By William Streck… |

CRS Job Description Files

CRS jobs are defined by a job description file (jdf) which gets submitted to the CRS submit daemon.  They are formatted as a standard .ini-style config file, that looks like:

# A comment starts with a pound-sign

[section-name]
variable = value
something = else

There are a number of required sections and variables, and some optional ones.  You first define a section called [main] where you say how many inputs and outputs you have, as well as specify a number of optional variables.  Then you define a number of executable sections, corresponding to the jobs you wish to run and optionally which inputs/outputs are for each job.  Then you define the input and output file names and their types.

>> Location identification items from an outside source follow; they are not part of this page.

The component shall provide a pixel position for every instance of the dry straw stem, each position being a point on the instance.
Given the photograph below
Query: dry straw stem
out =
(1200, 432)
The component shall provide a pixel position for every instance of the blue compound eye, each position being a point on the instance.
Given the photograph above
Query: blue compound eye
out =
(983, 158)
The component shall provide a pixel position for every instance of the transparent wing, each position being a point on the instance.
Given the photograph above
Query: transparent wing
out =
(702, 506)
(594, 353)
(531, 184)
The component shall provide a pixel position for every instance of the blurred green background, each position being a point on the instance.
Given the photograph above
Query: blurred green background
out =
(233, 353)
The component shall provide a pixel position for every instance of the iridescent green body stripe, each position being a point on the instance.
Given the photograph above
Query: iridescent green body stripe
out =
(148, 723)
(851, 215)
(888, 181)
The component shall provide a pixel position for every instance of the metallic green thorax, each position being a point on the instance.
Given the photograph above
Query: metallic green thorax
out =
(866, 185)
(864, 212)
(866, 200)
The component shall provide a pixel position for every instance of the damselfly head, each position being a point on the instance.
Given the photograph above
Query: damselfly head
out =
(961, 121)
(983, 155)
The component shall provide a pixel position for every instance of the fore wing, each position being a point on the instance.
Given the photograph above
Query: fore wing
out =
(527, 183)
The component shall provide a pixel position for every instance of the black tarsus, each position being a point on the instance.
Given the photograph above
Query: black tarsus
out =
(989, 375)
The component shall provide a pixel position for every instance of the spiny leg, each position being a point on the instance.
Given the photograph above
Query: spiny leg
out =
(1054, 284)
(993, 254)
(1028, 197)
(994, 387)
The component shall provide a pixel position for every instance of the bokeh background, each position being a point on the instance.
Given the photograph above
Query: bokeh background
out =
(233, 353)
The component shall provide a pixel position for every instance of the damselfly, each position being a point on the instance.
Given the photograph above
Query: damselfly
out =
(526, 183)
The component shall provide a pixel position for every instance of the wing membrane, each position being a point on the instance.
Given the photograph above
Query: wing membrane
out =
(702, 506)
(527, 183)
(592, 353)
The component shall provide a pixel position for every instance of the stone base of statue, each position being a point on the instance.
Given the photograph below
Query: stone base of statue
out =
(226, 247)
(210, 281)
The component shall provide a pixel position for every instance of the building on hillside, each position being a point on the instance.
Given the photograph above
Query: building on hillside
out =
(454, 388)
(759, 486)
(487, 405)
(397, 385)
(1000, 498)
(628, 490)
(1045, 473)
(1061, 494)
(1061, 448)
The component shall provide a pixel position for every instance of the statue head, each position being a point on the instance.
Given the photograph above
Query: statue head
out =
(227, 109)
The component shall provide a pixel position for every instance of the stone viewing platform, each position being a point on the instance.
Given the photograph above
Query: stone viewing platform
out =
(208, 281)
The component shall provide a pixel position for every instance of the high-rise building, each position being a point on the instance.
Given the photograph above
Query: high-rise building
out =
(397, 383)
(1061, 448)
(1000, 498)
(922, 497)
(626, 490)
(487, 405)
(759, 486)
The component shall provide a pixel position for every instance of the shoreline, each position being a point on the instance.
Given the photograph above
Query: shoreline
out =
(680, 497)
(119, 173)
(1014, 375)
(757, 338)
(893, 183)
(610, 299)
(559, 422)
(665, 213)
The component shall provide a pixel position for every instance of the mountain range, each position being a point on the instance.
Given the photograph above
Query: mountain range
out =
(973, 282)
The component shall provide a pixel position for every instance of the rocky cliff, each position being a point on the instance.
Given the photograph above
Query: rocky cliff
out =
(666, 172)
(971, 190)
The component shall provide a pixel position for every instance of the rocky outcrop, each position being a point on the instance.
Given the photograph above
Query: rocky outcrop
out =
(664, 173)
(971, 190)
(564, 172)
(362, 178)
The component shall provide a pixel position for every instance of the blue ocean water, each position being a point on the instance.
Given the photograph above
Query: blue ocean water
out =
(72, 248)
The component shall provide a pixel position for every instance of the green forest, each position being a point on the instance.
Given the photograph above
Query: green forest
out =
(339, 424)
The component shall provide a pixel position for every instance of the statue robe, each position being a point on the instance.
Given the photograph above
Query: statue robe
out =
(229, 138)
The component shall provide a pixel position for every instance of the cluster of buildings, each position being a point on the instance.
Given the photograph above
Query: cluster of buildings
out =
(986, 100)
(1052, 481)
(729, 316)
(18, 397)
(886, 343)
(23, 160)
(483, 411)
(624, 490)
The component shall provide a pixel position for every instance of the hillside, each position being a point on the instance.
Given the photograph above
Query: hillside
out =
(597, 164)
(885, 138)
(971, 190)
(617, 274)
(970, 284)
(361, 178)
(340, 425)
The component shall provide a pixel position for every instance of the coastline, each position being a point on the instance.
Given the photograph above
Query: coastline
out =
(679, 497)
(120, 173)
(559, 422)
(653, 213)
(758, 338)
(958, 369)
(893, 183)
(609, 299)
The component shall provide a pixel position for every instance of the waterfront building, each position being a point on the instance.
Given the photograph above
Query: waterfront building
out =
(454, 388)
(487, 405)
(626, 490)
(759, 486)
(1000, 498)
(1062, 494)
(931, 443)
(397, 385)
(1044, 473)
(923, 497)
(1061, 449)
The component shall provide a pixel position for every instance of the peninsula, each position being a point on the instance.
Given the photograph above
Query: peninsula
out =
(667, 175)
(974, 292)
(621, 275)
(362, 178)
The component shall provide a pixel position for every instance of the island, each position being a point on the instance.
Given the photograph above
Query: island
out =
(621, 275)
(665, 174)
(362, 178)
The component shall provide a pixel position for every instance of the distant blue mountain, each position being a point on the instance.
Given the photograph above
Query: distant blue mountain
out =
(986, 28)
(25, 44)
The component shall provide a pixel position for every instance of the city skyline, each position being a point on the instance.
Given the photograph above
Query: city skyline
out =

Required Sections and Arguments

  • [main]: Must exist and contain the following
    • num_inputs / num_outputs = <int>
  • [exec-0]:
    • exec = <full path of executable>
  • [input-0], [output-0]
    • type = <file type, HPSS, DCACHE, etc...>
    • path = <path up to the folder containing file, e.g. "/tmp/folder">
    • name = <filename, in folder specified in path, e.g. "file_1.txt">

The input, output, and exec sections can have multiple instances formatted like [input-n] where n is an integer starting at 0 that numbers the executable.

Optional Arguments

Main

  • queue = <defined queue: see here for details>
  • max_tries = <int> Number of times the job will retry on a stage-miss before giving up, defaults to 2
  • on_error / on_complete = <command> Command that runs in a shell when a job enters the DONE or ERROR states.  This can happen on the submit or execute node, so this executable should be available in NFS/AFS from everywhere the job may be.  This will block until it is done, so please keep these short and error-free.
  • name = <string> a name for the job that must be unique across all jobs currently in CRS
  • auto_remove = <bool> (true/false, yes/no, or 1/0), determines if the job will be automatically deleted from the CRS database on successful completion

Exec-N

  • args = <string> The arguments to pass to the executable on the command line, will not be passed through a shell so no escaping is needed.
  • env = <string> A string formatted as "<KEY>=<VALUE>;<KEY2>=<VALUE2>"; i.e. a semi-colon separated string of key value pairs separated by an equal sign.  These environment variables will be passed to the executable at the time it is run, in addition to those in the condor job and provided by CRS.
  • inputs / outputs = <int[,int,...]> Necessary only if there are multiple [exec-n] sections, an integer or comma-separated list of integers corresponding to which input / output files are used by this executable.
  • stdout / stderr = <string> The full path of where to put a job's standard out/error streams when it completes, must be locally accessible (NFS, etc.)
  • gzip_output = <bool> (true/false, 1/0, etc...) (default false) to compress job stdout/err streams as they are written to final destination

See example job file below for detail

Running Jobs

CRS jobs can be created by running "crs_job -create <file(s)>" or "crs_create <file(s)>", which take a JDF as an argument and inserts the jobs into the database, returning the unique ID for each job.  In order for jobs to be considered to run, you must submit them via "crs_job -submit <jobid(s)>" or "crs_submit <jobid(s)>".  This allows you to create many jobs ahead of time and submit them in batches.  The command "crs_insert <file(s)>" is just a shortcut that does the previous two steps in one, taking a job file, creating the job and submitting it to run.

Environment Variables

CRS jobs can have environment variables from three sources.  First, when the job is submitted to Condor, it reads from a template that can specify environment variables, although you will not need to touch this unless there are variables common to all you jobs.  Next, each executable can specify its own environment variables.  Lastly, CRS provides some of its own environment variables to each executable.  These are listed below

Environment Variable Value
INPUT<N> Filename of Nth input for that executable, no directory
OUTPUT<N> Filename of Nth output for that executable, no directory
ACTUAL_INPUT<N> Full path of Nth input, as specified in jdf
ACTUAL_OUTPUT<N> Full path of Nth output, as specified in jdf
STD_OUT Local filename of exec's standard output
STD_ERR Local filename of exec's standard error
CRS_STDOUT_DIR Full path to directory were exec's standard out will go
CRS_STDERR_DIR Full path to directory were exec's standard error will go
CRS_JOB_NAME If provided in JDF, the job name, otherwise meaningless

Exit Codes, Error Codes, and Callbacks

When the CRS job is running on a farm node and it enters into the ERROR or DONE state, if it is configured to do so, it will execute a callback.  This callback is simply called within a shell underneath the main crs-exec process.  This means that they should be robust and short, i.e. don't do much and don't block for too long while doing it, because the job will hang until this command is done.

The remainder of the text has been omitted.